Se lo encontraron muerto en el baño. Una mala noche, dijeron. Su mujer confesó que dormía mal, por lo que solía levantarse tres o cuatro veces de madrugada. A ella le molestaba tanto traqueteo, aunque había terminado por acostumbrarse con los años. Aquella noche tampoco se extrañaría. Él permanecía una media hora encerrado, sin que se supiera a ciencia cierta qué ocurría allí dentro. Mucho menos quiso ella ninguna noche desvelarse para preguntar. Ya vendrá, pensaba, si llegaba a despertarse. Dicen que escribía sentado en el borde de la bañera hasta que se le quedaba el culo helado, más aún que la sesera. Esa noche debió de hilar algunas líneas, pues el móvil descansaba en la mano del cadáver, con la linterna encendida y la pantalla desbloqueada, mostrando la mitad de un párrafo en el que podía leerse que le agotaba escribir a deshoras y dormir sólo, mientras los demás vivían. Había resbalado hacia atrás, quedando su cuerpo inerte, hundido en la bañera, con las piernas estiradas hacia arriba.
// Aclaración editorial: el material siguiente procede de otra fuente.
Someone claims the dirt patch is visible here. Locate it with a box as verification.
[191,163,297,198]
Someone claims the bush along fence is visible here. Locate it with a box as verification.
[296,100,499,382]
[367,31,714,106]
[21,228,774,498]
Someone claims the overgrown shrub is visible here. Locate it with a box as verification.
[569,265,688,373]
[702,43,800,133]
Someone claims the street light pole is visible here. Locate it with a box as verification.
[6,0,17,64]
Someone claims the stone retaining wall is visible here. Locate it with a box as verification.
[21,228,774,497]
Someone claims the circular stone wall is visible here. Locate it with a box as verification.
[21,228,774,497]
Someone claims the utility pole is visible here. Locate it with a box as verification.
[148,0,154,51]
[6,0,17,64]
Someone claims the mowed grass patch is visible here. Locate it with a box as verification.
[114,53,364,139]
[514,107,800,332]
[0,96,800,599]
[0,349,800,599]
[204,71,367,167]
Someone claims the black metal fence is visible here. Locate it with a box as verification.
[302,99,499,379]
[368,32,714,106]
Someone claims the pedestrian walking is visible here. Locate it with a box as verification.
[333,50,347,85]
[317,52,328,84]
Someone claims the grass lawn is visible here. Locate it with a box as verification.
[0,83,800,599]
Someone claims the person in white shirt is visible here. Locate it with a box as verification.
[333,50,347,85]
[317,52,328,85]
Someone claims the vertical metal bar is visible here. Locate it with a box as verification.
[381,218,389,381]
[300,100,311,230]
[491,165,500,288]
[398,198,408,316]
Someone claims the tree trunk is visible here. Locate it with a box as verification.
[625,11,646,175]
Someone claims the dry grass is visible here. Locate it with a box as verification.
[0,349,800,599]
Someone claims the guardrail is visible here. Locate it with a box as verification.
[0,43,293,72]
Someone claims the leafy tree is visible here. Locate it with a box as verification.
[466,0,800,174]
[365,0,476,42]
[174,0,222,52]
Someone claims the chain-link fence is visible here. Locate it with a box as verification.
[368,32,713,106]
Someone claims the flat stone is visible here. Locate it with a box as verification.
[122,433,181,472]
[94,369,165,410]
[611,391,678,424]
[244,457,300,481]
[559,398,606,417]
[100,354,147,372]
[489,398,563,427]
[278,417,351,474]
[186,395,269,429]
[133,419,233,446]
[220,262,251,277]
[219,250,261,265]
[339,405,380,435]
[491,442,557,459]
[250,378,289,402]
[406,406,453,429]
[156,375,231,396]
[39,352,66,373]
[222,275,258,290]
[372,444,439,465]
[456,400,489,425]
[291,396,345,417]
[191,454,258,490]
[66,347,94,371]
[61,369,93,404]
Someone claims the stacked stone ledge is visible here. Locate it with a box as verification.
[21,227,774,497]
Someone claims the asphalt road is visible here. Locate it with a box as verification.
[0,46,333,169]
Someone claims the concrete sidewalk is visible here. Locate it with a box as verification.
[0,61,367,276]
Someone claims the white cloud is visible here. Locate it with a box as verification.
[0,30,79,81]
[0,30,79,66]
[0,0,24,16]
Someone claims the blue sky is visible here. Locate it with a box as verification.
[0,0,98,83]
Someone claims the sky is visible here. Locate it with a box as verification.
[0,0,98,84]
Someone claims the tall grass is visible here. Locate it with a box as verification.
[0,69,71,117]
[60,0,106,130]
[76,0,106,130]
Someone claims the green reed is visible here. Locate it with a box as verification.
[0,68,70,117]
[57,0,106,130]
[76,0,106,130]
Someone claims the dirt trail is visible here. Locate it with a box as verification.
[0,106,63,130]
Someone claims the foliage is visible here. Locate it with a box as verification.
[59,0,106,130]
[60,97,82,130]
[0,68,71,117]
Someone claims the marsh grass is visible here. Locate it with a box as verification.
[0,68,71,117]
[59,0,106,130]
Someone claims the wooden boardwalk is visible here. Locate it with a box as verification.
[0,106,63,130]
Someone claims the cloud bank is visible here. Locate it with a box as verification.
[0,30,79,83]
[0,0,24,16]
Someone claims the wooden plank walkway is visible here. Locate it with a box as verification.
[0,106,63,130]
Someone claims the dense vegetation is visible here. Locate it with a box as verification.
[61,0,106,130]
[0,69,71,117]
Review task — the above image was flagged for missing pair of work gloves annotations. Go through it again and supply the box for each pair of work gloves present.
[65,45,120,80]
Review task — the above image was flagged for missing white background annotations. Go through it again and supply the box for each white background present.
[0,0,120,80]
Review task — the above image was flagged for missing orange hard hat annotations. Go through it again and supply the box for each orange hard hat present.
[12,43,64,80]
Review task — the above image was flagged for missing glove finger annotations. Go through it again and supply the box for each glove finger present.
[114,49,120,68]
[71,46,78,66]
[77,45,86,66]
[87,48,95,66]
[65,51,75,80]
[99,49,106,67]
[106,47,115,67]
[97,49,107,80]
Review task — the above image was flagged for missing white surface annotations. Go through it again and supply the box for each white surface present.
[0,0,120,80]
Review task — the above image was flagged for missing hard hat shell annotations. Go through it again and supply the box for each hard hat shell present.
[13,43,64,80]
Lo encontró de esa guisa su mujer, cuando atinó a abrir los ojos, ya sentada en la taza, con la primera micción, de buena mañana. Se la han llevado al hospital para sedarla, a riesgo de coger el covid. Mientras, los del servicio funerario esperan a que el rigor mortis dé su permiso y relaje esas piernas, porque el escritor del baño, precipitado en la bañera por balancearse inspirado, aún no ha dicho su última palabra. Y es que peores relatos han resucitado. Amén.